On this, if not on much else, the European Commission President Jean-Claude Junker and Emmanuel Macron seem to be in agreement with the former UK Prime Minister. Both, it appears, are incapable of letting Europe be, feeling instead a constant urge to push on towards ever closer union.

“Now that Europe is doing better, people tell me I should not rock the boat, but now is not the time to err on the side of caution”, Junker said in his State of the Union address to the European Parliament. “Today and tomorrow we must patiently, floor by floor, moment by moment, inspiration by inspiration, continue to add new floors to the European House”. Speaking in the University of Sorbonne, Macron shared the sentiment. “I have no red lines – I only have horizons”, he proclaimed with regard to his desire for bringing Europeans closer.

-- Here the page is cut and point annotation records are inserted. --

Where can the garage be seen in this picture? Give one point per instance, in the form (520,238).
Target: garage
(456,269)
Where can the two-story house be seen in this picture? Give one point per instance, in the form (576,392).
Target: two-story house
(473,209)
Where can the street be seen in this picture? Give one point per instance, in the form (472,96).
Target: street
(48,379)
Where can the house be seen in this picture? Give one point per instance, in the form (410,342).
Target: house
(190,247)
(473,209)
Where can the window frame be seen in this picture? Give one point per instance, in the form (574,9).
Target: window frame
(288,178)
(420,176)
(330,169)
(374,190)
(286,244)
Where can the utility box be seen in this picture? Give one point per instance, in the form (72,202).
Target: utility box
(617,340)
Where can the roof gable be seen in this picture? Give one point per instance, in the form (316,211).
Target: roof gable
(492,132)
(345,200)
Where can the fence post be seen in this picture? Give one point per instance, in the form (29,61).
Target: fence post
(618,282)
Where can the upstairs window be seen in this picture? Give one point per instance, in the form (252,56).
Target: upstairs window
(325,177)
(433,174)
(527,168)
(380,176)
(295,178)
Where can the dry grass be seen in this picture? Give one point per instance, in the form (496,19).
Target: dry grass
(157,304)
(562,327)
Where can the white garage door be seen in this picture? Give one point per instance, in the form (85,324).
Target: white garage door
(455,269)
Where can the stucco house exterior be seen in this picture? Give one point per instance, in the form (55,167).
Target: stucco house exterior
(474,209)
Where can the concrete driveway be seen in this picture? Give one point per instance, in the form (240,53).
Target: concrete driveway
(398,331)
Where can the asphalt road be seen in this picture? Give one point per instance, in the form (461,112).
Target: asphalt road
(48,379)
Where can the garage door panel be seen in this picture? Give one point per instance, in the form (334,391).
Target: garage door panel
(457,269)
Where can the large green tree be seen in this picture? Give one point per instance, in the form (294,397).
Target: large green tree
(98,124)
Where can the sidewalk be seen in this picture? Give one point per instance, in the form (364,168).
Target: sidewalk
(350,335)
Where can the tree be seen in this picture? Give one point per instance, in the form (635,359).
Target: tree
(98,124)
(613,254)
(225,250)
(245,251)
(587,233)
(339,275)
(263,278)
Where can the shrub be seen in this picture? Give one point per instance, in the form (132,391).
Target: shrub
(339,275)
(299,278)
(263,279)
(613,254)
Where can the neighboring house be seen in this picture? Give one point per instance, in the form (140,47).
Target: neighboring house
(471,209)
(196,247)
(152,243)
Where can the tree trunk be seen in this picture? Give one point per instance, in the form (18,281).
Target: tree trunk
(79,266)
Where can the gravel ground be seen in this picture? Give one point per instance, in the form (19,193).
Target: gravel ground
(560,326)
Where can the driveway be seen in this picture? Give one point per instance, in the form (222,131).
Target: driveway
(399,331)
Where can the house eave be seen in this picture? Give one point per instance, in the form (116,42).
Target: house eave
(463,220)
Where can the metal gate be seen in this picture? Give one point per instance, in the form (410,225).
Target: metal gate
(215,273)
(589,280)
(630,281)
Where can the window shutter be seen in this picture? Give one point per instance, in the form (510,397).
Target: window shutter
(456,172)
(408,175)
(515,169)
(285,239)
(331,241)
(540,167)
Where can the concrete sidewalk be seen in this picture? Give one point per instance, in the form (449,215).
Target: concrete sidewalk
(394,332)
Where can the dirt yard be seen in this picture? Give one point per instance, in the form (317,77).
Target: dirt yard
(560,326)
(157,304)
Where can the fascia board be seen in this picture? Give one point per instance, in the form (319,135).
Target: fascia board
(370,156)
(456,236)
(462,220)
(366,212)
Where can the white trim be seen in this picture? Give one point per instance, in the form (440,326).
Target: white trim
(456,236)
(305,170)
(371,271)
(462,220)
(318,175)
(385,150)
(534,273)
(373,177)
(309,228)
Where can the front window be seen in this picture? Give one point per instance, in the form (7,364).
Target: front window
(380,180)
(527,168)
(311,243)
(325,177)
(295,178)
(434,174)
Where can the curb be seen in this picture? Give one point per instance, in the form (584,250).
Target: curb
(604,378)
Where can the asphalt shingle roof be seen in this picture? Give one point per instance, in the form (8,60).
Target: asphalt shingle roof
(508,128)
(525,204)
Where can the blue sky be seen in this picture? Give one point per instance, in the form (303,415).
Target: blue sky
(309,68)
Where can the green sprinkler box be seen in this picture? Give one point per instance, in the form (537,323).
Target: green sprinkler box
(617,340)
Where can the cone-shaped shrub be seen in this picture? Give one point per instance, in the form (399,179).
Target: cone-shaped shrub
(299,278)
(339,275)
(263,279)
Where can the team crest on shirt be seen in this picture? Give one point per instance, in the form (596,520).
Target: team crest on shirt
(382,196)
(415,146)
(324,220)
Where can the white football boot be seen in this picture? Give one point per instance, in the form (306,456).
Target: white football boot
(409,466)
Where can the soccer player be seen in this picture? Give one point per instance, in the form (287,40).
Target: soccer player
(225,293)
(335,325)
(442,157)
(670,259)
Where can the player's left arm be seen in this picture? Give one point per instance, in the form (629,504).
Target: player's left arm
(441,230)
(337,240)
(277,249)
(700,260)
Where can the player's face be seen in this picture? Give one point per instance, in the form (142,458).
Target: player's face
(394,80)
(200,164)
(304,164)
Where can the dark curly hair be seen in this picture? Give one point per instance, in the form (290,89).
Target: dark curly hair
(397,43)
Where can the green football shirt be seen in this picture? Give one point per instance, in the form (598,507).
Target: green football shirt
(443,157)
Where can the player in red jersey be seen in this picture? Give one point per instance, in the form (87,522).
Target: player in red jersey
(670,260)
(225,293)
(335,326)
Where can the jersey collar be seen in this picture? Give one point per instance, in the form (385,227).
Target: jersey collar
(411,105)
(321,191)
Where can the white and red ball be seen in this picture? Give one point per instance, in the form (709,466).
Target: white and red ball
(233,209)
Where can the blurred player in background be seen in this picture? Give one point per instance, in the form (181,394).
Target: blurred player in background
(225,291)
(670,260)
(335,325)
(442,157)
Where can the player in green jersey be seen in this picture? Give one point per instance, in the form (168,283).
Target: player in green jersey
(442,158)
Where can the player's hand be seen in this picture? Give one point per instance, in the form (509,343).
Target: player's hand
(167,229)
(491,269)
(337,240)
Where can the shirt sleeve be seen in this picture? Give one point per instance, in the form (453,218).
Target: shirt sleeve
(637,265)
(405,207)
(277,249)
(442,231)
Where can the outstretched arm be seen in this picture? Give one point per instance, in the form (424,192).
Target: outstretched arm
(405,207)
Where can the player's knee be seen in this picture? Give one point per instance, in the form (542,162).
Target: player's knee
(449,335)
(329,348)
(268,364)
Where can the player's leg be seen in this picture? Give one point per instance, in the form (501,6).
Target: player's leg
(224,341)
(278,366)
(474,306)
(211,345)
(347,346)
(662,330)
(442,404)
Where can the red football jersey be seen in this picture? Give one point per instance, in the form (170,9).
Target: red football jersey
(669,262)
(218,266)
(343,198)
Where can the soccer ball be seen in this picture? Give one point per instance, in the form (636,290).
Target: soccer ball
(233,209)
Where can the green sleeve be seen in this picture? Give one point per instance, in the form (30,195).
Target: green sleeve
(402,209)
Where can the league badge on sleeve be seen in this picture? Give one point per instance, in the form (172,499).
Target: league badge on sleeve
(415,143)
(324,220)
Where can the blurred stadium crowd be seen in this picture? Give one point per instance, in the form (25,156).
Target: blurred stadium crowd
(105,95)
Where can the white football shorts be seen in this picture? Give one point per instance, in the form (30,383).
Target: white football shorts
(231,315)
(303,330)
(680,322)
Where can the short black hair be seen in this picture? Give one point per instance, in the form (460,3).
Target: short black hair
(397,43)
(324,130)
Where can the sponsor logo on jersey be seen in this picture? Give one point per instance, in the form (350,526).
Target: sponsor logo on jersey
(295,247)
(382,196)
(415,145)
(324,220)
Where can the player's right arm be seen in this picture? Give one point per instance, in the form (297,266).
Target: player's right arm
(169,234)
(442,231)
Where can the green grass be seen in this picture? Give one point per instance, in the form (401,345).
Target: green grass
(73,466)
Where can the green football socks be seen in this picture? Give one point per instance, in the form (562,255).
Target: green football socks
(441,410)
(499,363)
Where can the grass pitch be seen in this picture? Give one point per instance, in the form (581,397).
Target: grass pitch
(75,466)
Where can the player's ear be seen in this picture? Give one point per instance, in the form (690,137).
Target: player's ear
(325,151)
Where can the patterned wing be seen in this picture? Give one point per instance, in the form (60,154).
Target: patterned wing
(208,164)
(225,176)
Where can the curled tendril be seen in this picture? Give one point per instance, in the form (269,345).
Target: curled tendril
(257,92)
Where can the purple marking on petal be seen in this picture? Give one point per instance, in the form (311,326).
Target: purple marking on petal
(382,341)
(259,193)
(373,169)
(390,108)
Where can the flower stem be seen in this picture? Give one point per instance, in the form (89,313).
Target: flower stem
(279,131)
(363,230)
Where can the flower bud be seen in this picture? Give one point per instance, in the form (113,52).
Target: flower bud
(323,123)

As a demonstration of Thatcherite resolve, these aspirations may be laudable. As the policy blueprint, there is little chance that either Macron’s or Junker’s proposals are workable.

European sovereignty

First of all, Macron’s asserted vision of a “sovereign and united” Europe seems incongruous to one that is also “democratic”. According to a survey by the Pew Research Center, 43 per cent of Germans, 39 per cent of Italians and 39 per cent of French people would like to see more powers repatriated from the EU to their respective national assemblies. Meanwhile, only 26 per cent of Germans, 21 per cent of Italians and 34 per cent of French citizens support transferring more responsibility to Brussels. So, when Junker puts forward a stark choice between coming together “around a positive European agenda” and retreating “into our own corners”, most Europeans, it seems, would support the latter option.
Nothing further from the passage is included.